The ultimate cure for this problem (you can keep adding more and more damping to reduce the effect, but sooner or later it's going to get you. Nearby thunderstorm, for example) is to actually isolate the long input wire from the low voltage input pin. An optocoupler is the perfect resolution to this problem, as you can power all your "external" devices from a seperate supply and completely isolate all your external wiring from the WC input pins.
 
ccthbsh01 said:
Do I need a different resistor instead of using two?
As Ross posted two resistors in parallel is the same as a single smaller resistor of 1/2 the ohms. One thing you have to be careful of is if you make the pullup resistor too small, switching current become high causing other problems.
 
If you have a multimeter it would be a good sanity check to verify the input voltage. I'm surprised the inputs are still so sensitive. In my designs I buffer inputs, not for noise immunity, but to protect the WC. I'd rather replace a TTL gate on my adapter interface then the entire WebControl.
 
I like the idea of using an incandescent bulb as the pullup but have never actually used it. I've also used opto couplers - they are much like using a bulb because they are current driven making them more immune to noise pickup
 
If you know the duration of the signal you can debounce it in software. WC makes that pretty easy.
 
/tom
 
 
 
I Like
 
I like the idea of using an incandescent bulb as the pullup but have never actually used it. I've also used opto couplers - they are much like using a bulb because they are current driven making them more immune to noise pickup

I believe that was a "pulldown" lamp bulb.
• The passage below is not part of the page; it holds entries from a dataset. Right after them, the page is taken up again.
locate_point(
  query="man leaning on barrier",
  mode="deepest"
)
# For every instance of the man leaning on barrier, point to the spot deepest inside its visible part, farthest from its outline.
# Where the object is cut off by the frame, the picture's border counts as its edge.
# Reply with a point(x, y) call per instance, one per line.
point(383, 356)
Careful incandescents sometimes short out when the filament breaks.
 
Opto-isolators  would be the method of choice for protecting a sensitive signal that should never be off the board in the first place. Definitely a recipe for a static punched through transistor.
 
Trouble is, how many peripheral boards do we need to add to connect to the real world to make a the credit card size  board work safely?